By Kimberley Kao


Asian stocks fell on Monday and metals tumbled as markets digested President Trump's nomination of Kevin Warsh as the next head of the Federal Reserve.

Equities indexes in Asia followed a negative lead from Wall Street on Friday, while the massive rallies staged by gold and silver unwound further as market participants weigh the implications of a possibly slower, shallower easing cycle under a Warsh-led Fed.

Trump's Fed pick has unleashed volatility across asset classes as investors reassess positioning in currencies, commodities and equities, particularly after the dollar rebounded, said Tareck Horchani at Maybank Securities.

Risk-off sentiment continues to filter through Asia, dragging down precious metals and technology-linked equities, which benefited from dollar weakness and are heavily represented in Asian benchmarks, Horchani added.

A steep selloff in South Korea triggered a brief trading halt as regulators sought to quell volatility. The benchmark Kospi was down 5.1% in afternoon trade as large-cap tech stocks dropped.

Japan's Nikkei Stock Average erased early gains to last sit 0.9% lower, while Hong Kong's Hang Seng Index fell 2.4% and China's Shanghai Composite Index was down 1.7%.

U.S. futures tied to the Dow, S&P 500, and Nasdaq were trading 0.75%, 1.1% and 1.4% lower.

"The news of Kevin Warsh as the next Fed chair has nudged markets toward 'fewer/slower cuts'", Charu Chanana, chief investment strategist at Saxo Singapore said.

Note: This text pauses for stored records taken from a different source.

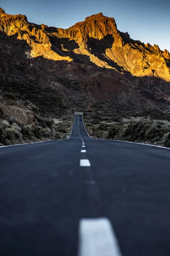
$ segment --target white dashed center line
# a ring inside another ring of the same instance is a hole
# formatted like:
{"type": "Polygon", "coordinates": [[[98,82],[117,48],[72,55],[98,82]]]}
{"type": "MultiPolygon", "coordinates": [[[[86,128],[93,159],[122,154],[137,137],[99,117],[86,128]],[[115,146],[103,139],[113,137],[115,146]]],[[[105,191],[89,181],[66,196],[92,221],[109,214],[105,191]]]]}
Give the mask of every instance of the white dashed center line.
{"type": "Polygon", "coordinates": [[[79,224],[78,256],[122,256],[117,239],[107,218],[84,219],[79,224]]]}
{"type": "Polygon", "coordinates": [[[88,159],[80,159],[80,166],[91,166],[91,165],[88,159]]]}

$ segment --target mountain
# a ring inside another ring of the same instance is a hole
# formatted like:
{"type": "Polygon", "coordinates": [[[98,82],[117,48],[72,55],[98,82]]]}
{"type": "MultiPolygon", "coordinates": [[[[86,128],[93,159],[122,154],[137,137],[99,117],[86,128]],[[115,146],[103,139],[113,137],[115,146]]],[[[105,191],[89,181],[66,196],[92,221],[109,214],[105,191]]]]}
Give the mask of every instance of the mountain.
{"type": "Polygon", "coordinates": [[[63,29],[0,9],[0,32],[2,92],[28,99],[44,115],[156,117],[170,108],[169,52],[131,39],[113,18],[100,13],[63,29]]]}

Warsh has been a critic of the Fed in the past, opining that it should only have one mandate: price stability, Maybank analysts wrote in a note. His nomination has prompted market players to drop the "dollar debasement" narrative, sending gold, silver and copper tumbling after sharp run-ups in January, they said.

Spot gold was last down 4.6% while spot silver slumped over 9%. The three-month LME copper contract was 3.8% lower. Mining stocks in Indonesia, China and South Korea slid, with major names like Vale Indonesia, Zijin Mining and Korea Zinc notching sharp losses.

The pullback in metals is having a domino effect, Chanana said.

"Once metals turn into a leverage unwind, the spillover is classic: forced de-risking and 'sell what's liquid to raise cash,' which hits equities too," she said.